Now let’s play around a bit with the phi and theta options to see what they do.
p <- persp(x,y,z, theta = 0, phi = 20,
col = "lightblue", shade = 0.8, ticktype = "detailed")
So it appears that theta rotates the image around its vertical axis (i.e. left and right). I wonder if phi rotates it around its horizontal axis (up and down).
p <- persp(x,y,z, theta = 30, phi = 45,
col = "lightblue", shade = 0.8, ticktype = "detailed")
It does! Basically if you want to rotate the perspective play around with the theta and phi parameters.

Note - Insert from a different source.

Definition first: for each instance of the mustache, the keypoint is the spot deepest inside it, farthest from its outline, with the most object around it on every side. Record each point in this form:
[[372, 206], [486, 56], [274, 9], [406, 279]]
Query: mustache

Perspective plots are good for understanding the relationship between different variables, but they can make it difficult to figure out what the actual value of one variable is given the other two. In order to do that, it would be better to use something called a contour plot. Fortunately, the steps necessary for contour plotting are mostly the same as for perspective plotting; the only difference is in the plot itself. The following examples use the same x, y, and z values as in the perspective plotting examples.
In the base package, you can use the contour function. The nlevels option allows you to choose how many levels of z to display.
contour(x,y,z, nlevels = 20)
I have always found the contour lines to be a bit confusing, especially for a linear function. They represent isoclines, like terrain lines on a map; the closer together they are the steeper the slope. By looking at the intersection of any x and y value and noting the nearest contour lines, you can figure out an approximate value for z. So, for example, in the above plot, an x value of -1 and a y value of 5 intersect just below the -5 contour. The actual value of z at that point is about -4.8, so it’s a pretty good approximation.
The base contour function isn’t bad, but it could use a bit of jazzing up. The filled.contour function in the graphics package can produce much prettier results that can make finding corresponding x values a bit easier.
require(graphics)
## Using the terrain color plaette with 20 levels
cols <- terrain.colors(25)
filled.contour(x, y, z, nlevels = 20, col = cols,
ylab = "y", xlab = "x", key.title = title("z"))
Instead of having the labels on the contour lines, they are on a handy little legend on the right.
So that’s some ideas for 3d plotting in R, I hope you find it useful.